Thomas Barriano said:


> Anne Vaini said:
> 
> 
> > Connie - Yeah, I started with best-case scenario, but after Thomas's comment about "silly tricks" clearly not understanding the whole disability aspect I gave a worst-case scenario too.
> ...


I have not been able to find a piece of jewelry with therapeutic effects. Training a dog tasks that help keep a person alive and intact is not silly. I'm dealing with issues that make retrieving dropped items (a mobility dog task) look like child's play. 

I fight to stay alive. I take about a dozen pills a day, see doctors and therapists. Who are _you_ to tell me what my dog can or cannot do for therapeutic effect?! Please keep your disrespect out of my threads.


----------



## Denise King (May 31, 2009)

I didn't call ANYONE a fool, it is the second part of that old saying."brilliant minds think alike but fools seldom differ". No offense was meant but this seems to be a closed little club.

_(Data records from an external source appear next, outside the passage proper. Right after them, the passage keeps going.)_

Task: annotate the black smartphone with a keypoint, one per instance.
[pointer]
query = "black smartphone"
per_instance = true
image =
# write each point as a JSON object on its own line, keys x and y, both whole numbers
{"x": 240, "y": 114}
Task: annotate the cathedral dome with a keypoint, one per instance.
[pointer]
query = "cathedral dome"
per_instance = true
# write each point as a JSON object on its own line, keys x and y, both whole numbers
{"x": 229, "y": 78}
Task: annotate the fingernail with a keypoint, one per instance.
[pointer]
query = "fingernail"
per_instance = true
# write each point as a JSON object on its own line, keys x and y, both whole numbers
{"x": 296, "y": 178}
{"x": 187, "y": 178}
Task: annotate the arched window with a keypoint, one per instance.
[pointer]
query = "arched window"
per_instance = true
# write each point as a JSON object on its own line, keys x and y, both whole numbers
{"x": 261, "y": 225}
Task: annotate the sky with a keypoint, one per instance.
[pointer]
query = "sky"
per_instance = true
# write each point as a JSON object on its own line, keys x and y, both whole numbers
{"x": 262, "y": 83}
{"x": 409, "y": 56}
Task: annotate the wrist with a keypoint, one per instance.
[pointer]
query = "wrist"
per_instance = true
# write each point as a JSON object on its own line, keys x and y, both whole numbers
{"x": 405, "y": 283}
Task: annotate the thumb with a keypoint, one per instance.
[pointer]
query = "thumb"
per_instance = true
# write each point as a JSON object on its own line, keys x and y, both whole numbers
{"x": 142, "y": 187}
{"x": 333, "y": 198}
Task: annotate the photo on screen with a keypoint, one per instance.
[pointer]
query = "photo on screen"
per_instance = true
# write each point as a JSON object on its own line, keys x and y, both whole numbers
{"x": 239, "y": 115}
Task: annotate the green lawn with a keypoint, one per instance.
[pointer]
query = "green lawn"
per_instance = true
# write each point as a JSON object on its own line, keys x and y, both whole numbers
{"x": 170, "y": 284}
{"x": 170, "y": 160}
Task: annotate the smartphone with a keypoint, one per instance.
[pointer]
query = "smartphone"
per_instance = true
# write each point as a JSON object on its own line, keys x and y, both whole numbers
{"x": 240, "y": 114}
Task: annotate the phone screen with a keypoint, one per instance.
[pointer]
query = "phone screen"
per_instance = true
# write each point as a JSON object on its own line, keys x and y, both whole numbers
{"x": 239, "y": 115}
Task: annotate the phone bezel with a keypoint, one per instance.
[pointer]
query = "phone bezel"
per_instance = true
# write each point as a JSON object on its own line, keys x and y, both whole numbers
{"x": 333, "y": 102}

Count me out and please remove me from the membership list.


----------



## Thomas Barriano (Mar 27, 2006)

Anne Vaini said:


> I have not been able to find a piece of jewelry with therapeutic effects. Training a dog tasks that help keep a person alive and intact is not silly. I'm dealing with issues that make retrieving dropped items (a mobility dog task) look like child's play.
> 
> I fight to stay alive. I take about a dozen pills a day, see doctors and therapists. Who are _you_ to tell me what my dog can or cannot do for therapeutic effect?! Please keep your disrespect out of my threads.


Anne

This is a working dog forum not a Therapy Group. You've gone from wanting to teach a dog to give people a card saying "leave me alone I'll be alright in 20 minutes" to a scenario where you collapse in a grocery store to now claiming your issues are life threatening.
You've got a cute mini poodle for companionship. He will never be a substitute for drugs and professional help and therapy. Do you and your dog a favor and let your dog be a dog. What ever happened to your boyfriend/fiances dog that you were training?


----------



## Anne Vaini (Mar 15, 2007)

Thomas Barriano said:


> Anne
> 
> This is a working dog forum not a Therapy Group. You've gone from wanting to teach a dog to give people a card saying "leave me alone I'll be alright in 20 minutes" to a scenario where you collapse in a grocery store to now claiming your issues are life threatening.
> You've got a cute mini poodle for companionship. He will never be a substitute for drugs and professional help and therapy. Do you and your dog a favor and let your dog be a dog. What ever happened to your boyfriend/fiances dog that you were training?


Hunter finally made peace.  He solicits attention and play from me, some days will even come up onto the couch to cuddle with me. He minds me for his very basic obedience, and doesn't growl at me when I trip over him at night. I have accidentally taught him to be a little neurotic about the pantry door opening - that's where I store toys and treats. And he has gained 5 pounds from the treats from me. :lol:

I have multiple disabiliting conditions. This thread was only intended to be about one of them which is distressing but not life threatening. It looks worse than it is. Which is why I want to be left alone while it passes. Which is why I feel a need for multiple ways of communicating this.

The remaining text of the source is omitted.